The filmmaker has always had an affinity for adventure. A former economist once immersed in the American corporate world, Gabriel left his day job and moved back to the Philippines, entertaining an idea of writing a book on his travels around the country — being away for nearly a decade before the social media age would largely accomplish that, the filmmaker hastens to add. Along the way, the book idea turned to documentaries, which later caught the attention of the likes of National Geographic, which green-lit the show Island Insider in 2011, putting the spotlight on Philippine travel destinations, through the eyes of the locals.
It makes sense — a nation of over 7,000 islands is bound to hold a myriad of tales if one navigates its crevices. Through his film outfit Extra Mile Productions, which Gabriel founded with wife Ginggay Hontiveros-Malvar, he and his crew tell compelling stories about the Philippines through rich narratives, beyond the usual glitz and glamour of tourism campaigns being peddled about the country. This means scouring for locations that fall just below the radar, and scratching beyond the surface for stories.
These days, however, the world’s regions are hardly uncharted territory. “In the time of the internet and smartphones, there isn’t a part in this world that isn’t being covered anymore,” Gabriel laments. Searching for parts unknown is a tall order, and so they turn to the people for stories.
A scene from one of their films in Baguio.
The effort seems to have paid off. Extra Mile has two award-winning documentaries to its name, the Yolanda-themed Fields of Hope and On The Brink. On The Brink, a film spotlighting the whale shark tourism practices in places like Oslob and Donsol, won at the San Francisco International Ocean Film Festival. Their work affords the Extra Mile team intimate access into people’s lives, adding an authentic sensitivity to their work. Their latest documentary is on Tawi-Tawi, where they nosedive into the culture, showcasing the beauty of the island and its people amid the Bangsamoro tumult.

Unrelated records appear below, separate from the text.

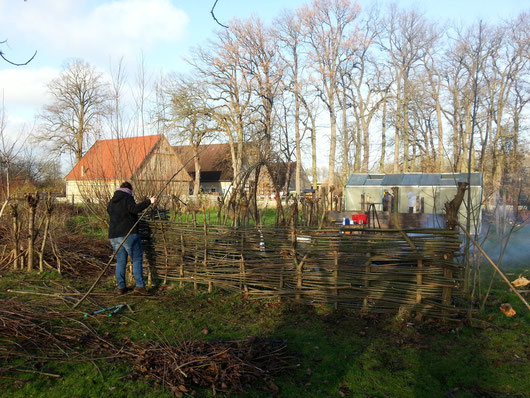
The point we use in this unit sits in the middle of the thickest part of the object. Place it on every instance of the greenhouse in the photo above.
(431, 192)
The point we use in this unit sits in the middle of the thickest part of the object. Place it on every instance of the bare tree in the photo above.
(72, 120)
(408, 37)
(329, 28)
(190, 118)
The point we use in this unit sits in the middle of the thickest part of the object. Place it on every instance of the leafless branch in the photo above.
(213, 15)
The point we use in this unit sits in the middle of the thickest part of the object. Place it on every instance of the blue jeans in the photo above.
(132, 247)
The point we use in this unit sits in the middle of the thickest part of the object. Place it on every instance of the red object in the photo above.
(359, 219)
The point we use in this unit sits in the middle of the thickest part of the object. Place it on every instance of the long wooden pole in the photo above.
(494, 266)
(130, 231)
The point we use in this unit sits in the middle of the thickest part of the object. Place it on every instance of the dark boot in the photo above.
(141, 291)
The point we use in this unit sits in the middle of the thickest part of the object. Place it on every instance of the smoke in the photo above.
(517, 252)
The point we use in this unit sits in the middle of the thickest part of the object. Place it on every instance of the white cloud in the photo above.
(25, 88)
(94, 30)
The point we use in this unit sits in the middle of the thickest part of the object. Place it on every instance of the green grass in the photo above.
(334, 353)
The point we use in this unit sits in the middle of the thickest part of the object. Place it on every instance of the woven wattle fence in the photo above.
(374, 270)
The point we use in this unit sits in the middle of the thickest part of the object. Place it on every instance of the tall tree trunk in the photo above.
(383, 139)
(332, 143)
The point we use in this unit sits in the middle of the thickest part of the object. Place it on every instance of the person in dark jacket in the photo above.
(123, 212)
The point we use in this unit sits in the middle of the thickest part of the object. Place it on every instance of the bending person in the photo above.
(123, 213)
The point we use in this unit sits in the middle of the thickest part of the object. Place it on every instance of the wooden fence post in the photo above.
(205, 260)
(32, 203)
(181, 271)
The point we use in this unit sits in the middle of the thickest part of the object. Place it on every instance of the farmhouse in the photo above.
(216, 166)
(147, 161)
(217, 175)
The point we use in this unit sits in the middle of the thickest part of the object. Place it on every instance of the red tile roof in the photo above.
(113, 159)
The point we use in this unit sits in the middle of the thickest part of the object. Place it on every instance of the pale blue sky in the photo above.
(102, 31)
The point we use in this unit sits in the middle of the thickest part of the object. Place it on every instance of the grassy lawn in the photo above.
(332, 353)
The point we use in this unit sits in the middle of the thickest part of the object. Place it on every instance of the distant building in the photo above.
(147, 161)
(215, 162)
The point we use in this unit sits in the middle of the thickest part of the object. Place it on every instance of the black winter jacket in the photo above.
(123, 212)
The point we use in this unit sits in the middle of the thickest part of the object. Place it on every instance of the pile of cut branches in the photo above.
(218, 365)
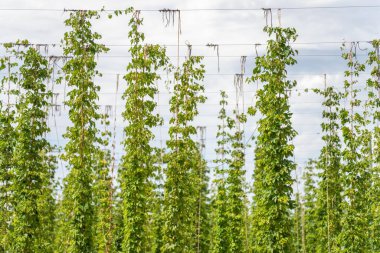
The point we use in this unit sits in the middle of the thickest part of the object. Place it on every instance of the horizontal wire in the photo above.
(199, 9)
(200, 45)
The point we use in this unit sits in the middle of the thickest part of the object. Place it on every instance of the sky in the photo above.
(235, 32)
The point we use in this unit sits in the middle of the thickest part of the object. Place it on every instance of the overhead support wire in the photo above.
(201, 9)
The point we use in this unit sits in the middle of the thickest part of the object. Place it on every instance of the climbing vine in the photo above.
(33, 167)
(373, 84)
(220, 219)
(356, 159)
(80, 43)
(179, 202)
(138, 163)
(273, 153)
(7, 142)
(329, 199)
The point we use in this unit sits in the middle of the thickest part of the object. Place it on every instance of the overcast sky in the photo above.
(227, 28)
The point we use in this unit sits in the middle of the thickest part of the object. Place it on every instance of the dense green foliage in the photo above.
(273, 155)
(138, 164)
(182, 172)
(82, 148)
(165, 198)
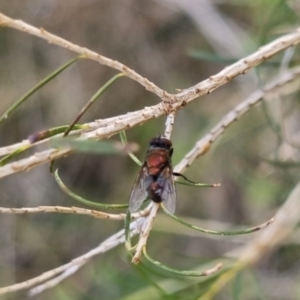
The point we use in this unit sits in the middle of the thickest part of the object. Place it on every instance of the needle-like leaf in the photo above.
(182, 272)
(9, 111)
(245, 231)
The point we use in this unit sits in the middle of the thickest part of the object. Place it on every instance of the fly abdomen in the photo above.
(154, 192)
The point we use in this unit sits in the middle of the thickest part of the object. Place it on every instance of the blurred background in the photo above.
(175, 44)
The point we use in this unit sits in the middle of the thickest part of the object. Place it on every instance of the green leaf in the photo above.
(245, 231)
(9, 111)
(87, 146)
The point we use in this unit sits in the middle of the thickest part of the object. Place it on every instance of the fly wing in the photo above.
(168, 194)
(139, 191)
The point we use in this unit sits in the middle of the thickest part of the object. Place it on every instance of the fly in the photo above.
(155, 179)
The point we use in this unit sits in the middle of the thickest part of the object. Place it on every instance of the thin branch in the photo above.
(204, 144)
(147, 226)
(187, 95)
(72, 210)
(169, 125)
(53, 39)
(110, 126)
(108, 244)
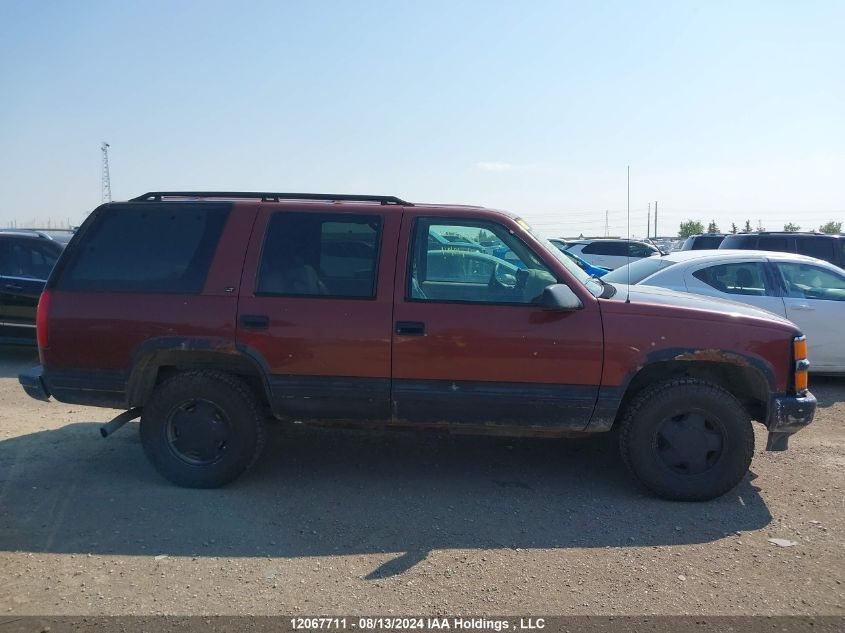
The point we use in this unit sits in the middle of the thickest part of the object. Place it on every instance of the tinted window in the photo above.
(742, 278)
(312, 254)
(704, 242)
(805, 281)
(821, 248)
(641, 250)
(151, 247)
(606, 248)
(778, 244)
(28, 259)
(637, 271)
(511, 274)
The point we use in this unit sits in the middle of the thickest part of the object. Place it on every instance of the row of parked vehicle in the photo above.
(800, 276)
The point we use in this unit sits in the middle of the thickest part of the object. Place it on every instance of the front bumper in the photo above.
(32, 382)
(788, 415)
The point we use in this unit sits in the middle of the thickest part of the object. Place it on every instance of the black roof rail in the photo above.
(156, 196)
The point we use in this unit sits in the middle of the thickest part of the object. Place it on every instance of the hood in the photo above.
(663, 296)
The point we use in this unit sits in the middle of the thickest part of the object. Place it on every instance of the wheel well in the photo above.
(158, 367)
(743, 382)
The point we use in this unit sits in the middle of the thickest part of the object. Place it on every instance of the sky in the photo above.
(724, 111)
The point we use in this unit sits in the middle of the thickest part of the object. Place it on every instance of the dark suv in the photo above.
(830, 248)
(26, 259)
(207, 313)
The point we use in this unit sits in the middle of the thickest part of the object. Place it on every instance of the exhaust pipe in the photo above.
(123, 418)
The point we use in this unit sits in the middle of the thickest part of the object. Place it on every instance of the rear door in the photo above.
(815, 301)
(315, 308)
(472, 346)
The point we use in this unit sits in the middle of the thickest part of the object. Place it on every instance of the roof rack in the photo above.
(156, 196)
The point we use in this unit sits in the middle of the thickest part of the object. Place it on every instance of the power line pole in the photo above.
(655, 218)
(106, 180)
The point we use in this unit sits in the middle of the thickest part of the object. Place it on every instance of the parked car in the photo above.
(809, 292)
(205, 313)
(611, 254)
(702, 242)
(26, 259)
(830, 248)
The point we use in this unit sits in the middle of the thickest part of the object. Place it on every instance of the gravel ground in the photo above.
(351, 522)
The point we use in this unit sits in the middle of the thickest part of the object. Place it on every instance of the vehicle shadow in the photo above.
(322, 492)
(829, 390)
(14, 359)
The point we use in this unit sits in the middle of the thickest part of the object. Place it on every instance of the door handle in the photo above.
(410, 328)
(255, 321)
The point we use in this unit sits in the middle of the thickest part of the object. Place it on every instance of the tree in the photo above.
(690, 227)
(831, 227)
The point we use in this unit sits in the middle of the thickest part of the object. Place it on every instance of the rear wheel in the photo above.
(202, 429)
(687, 440)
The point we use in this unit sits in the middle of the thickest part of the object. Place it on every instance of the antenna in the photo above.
(106, 180)
(628, 242)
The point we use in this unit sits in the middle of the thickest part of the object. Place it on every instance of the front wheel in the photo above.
(687, 440)
(202, 429)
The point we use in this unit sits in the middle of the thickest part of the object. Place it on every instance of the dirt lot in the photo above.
(354, 522)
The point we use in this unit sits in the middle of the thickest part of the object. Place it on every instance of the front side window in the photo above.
(806, 281)
(27, 259)
(320, 254)
(814, 247)
(507, 273)
(741, 278)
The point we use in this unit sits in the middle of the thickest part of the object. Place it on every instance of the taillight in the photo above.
(802, 365)
(41, 319)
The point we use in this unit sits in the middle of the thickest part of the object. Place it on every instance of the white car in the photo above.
(611, 254)
(807, 291)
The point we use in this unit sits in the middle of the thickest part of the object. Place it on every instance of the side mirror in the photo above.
(560, 298)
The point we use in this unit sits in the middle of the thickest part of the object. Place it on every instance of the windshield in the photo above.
(593, 284)
(637, 270)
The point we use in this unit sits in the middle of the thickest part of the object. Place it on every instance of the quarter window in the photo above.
(147, 247)
(318, 254)
(742, 278)
(506, 273)
(805, 281)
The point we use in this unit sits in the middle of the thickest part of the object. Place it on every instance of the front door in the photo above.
(471, 344)
(315, 310)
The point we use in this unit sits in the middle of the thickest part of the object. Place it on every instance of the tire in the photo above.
(202, 429)
(687, 440)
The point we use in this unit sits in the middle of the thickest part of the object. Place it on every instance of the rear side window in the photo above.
(149, 247)
(742, 278)
(606, 248)
(320, 254)
(778, 244)
(820, 248)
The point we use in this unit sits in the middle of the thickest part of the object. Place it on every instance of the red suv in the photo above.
(207, 313)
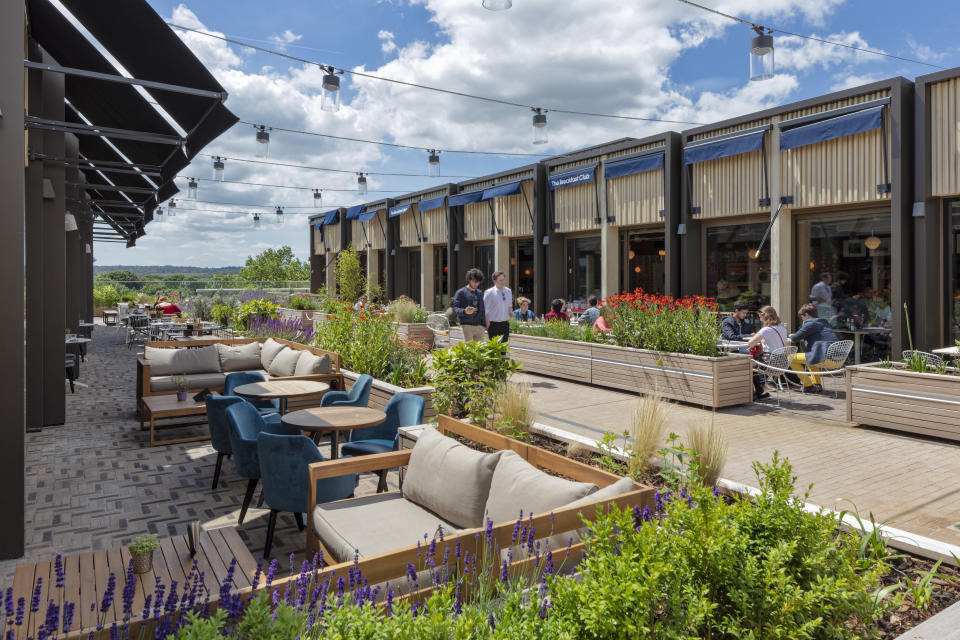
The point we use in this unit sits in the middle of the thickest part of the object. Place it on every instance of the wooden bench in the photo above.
(86, 576)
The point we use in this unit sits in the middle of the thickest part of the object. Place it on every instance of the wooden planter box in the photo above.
(381, 392)
(926, 403)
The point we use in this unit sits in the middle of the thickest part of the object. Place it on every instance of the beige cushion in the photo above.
(309, 364)
(449, 479)
(284, 363)
(194, 381)
(268, 351)
(373, 524)
(519, 486)
(239, 357)
(171, 362)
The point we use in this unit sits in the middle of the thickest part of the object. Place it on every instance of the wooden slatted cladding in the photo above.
(944, 143)
(732, 185)
(840, 171)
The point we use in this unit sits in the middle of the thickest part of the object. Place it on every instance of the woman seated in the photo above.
(771, 336)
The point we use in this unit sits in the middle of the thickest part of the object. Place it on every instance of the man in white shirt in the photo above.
(498, 305)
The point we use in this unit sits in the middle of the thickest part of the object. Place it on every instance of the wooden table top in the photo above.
(272, 389)
(334, 418)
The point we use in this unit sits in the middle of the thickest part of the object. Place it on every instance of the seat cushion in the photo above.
(449, 479)
(194, 381)
(268, 351)
(519, 486)
(171, 362)
(373, 524)
(284, 363)
(239, 357)
(309, 364)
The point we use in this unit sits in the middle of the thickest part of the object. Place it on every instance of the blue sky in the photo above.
(649, 58)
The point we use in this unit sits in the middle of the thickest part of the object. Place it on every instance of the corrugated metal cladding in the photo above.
(945, 137)
(575, 208)
(840, 171)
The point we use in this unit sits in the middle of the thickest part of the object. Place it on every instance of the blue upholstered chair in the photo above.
(403, 410)
(246, 424)
(283, 472)
(234, 380)
(358, 396)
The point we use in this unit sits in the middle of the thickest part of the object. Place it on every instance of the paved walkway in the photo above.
(908, 482)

It’s this overarching theme of empathy and insight that translates to the rest of their work, including the Know Your North series, an array of web videos on the Cordilleras and their nearby regions. A film on the famed tribal tattoos, for example, profiled Kalawang instead of the famed Whang-Od.
“Kalawang is not from Kalinga, but he’s from Baguio,” Gabriel shares, adding that Kalawang “gives a scholar-like approach to the art of tattooing by marrying the old and the new techniques, and studying the different patterns done in different Cordillera regions.” By shifting the focus from the famous tattoo artist, it demystifies the celebrity surrounding Whang-Od, and allows us to zero in on tattoos as a facet of the Cordillera culture.
Gabriel knows that their content isn’t exactly targeted to millennials — most of whom tend to be fixated on the Instagram-worthy, not things below the surface. But he considers his team lucky in that they can turn more than a few heads to the screen. What makes for good storytelling, Gabriel contends, is showing human stories and the possibilities of change.
“The way we shoot, I’d like to think there’s an audience (for it). As long as you put out meaningful and compelling stories, papanoorin.”